Finding a hair dryer in the bathroom was the best thing that had happened to me all week, which says a lot about how my week was going. I spent longer than usual styling my hair. Nothing short of extensions would give it Tiara’s kind of volume, but that was okay. Big hair had been out of style for twenty years.
My cheeks were so rosy from the sun I didn’t need much makeup, just a little lip gloss and a coat of mascara. I hadn’t looked this good in ages, I thought, slipping some dangly silver earrings into my lobes. A pale blue Lands’ End tank top and a white skirt completed my casual chic look.
I checked my phone: there was a message from Lena, asking me to check my e-mail, and one from Mary, asking me to call.
“Just wanted to see how you’re making out,” Mary told me.
A glass of lemon water in hand, I strolled out to my lanai and settled onto the lounge. “I’m holding up. Were there any more calls?”
“About”—she paused to count—“thirty.”
“Ugh.”
“I told them you were in seclusion. That they should leave you alone. They were even asking me questions—where you came from, where you worked. That kind of thing. It’s like they think they’ll find some skeletons in your closet.”
“Oh God.”
“What? Is there something I don’t know?”
“Of course not,” I said. “I’m the dullest person in the world.”
Michael’s door was open. His room, large with a partial ocean view, was nicer than Tiara’s but not as nice as mine.
“I don’t suppose you have Internet access,” I said.
He raised his eyebrows. “Wouldn’t be caught dead without it.” He motioned to a desk with a laptop. “I’m just going out. Help yourself.” Today’s black shirt was a short-sleeved cotton button-up, paired with khaki shorts.
“You look nice. Got a date?” I joked. Well, I meant it as a joke, though it came out sounding weird.
“Customer meeting.”
“Tom Paulson?” I asked.
“I—no.” He peered at me. “How do you know Tom?”
“He gave me the air tank. The morning Jimmy disappeared. You might want to call him. He said he liked your stuff but the shipments were unreliable.”

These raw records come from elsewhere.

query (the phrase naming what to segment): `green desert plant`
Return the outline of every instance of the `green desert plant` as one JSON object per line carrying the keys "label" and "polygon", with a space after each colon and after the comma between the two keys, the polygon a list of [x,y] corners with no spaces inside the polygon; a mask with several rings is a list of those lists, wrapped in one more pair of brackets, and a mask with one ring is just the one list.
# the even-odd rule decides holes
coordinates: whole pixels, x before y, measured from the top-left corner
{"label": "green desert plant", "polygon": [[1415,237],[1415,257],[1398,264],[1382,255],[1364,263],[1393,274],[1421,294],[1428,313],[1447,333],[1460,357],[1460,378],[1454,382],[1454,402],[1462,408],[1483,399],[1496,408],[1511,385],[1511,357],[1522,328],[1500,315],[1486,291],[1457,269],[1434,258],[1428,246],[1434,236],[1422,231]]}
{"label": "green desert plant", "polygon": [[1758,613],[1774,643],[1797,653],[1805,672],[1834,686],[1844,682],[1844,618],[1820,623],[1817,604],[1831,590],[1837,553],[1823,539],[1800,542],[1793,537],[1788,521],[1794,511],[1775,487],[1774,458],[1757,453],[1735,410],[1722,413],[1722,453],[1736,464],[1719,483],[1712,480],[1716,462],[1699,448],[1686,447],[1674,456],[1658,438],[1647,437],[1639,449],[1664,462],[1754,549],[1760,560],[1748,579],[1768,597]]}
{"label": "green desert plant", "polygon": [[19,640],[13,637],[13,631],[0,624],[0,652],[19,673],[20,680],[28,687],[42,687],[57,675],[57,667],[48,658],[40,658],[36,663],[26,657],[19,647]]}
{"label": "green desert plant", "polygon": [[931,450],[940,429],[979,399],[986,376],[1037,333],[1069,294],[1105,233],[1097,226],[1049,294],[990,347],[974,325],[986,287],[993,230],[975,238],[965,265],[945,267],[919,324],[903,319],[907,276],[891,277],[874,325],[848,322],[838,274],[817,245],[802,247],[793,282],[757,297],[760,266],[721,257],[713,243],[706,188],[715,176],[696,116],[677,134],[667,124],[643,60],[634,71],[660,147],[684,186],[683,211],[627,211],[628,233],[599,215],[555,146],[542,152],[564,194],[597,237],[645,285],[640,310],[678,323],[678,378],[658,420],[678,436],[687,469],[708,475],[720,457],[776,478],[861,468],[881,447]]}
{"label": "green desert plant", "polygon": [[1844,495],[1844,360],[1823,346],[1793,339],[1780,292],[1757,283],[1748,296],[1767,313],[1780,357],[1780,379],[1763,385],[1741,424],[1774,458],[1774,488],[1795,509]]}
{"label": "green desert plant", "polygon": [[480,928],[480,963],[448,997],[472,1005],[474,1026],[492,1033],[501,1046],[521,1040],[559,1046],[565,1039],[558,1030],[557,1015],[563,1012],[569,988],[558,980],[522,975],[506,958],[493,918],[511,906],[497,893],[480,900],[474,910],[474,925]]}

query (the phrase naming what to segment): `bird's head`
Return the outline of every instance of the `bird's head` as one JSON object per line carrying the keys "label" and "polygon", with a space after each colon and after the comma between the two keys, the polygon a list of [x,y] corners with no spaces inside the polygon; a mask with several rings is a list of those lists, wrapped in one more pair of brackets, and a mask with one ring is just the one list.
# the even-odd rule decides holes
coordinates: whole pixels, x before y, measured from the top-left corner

“Really?” He looked stunned. “He always told me that my stuff was just too high-end for his store.”
“You might want to call him,” I said again. “Tell him you’ve shortened your turnaround times, contracted with some new suppliers—whatever. I mean, assuming it’s true.”
He bit his lip.
“Is the Web site working?” I asked.
He nodded. “I called the office this morning, really got on our computer guy’s case.” He paused before admitting, “He’s really not very good.”

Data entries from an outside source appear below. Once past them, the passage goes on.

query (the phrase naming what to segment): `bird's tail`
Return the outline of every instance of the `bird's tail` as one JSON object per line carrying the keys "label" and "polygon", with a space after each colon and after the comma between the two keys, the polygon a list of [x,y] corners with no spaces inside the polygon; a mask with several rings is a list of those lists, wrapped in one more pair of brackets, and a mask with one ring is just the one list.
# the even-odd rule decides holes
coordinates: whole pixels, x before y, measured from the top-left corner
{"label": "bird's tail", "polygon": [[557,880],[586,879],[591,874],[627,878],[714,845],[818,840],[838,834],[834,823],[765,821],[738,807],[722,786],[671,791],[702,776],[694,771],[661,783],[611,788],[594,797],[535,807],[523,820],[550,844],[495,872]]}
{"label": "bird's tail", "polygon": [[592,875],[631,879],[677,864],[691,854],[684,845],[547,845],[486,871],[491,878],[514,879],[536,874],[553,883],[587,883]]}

“So get rid of him and hire someone else,” I said.
He shook his head. “I just don’t have time to interview—not to mention the retraining. I don’t know—maybe in a few months.”
He picked up a cardboard box from the corner of the room, put it on his bed, and started pulling out wetsuits. “What do you think?”
They were unlike any wetsuits I had seen before. There was a black one with a fireworks pattern, another with a multicolored tie-dye effect, and my favorite, a kelly-green shorty with bright pink fish swimming across the bodice. It was the kind of wetsuit Talbot’s would make if they were in the business.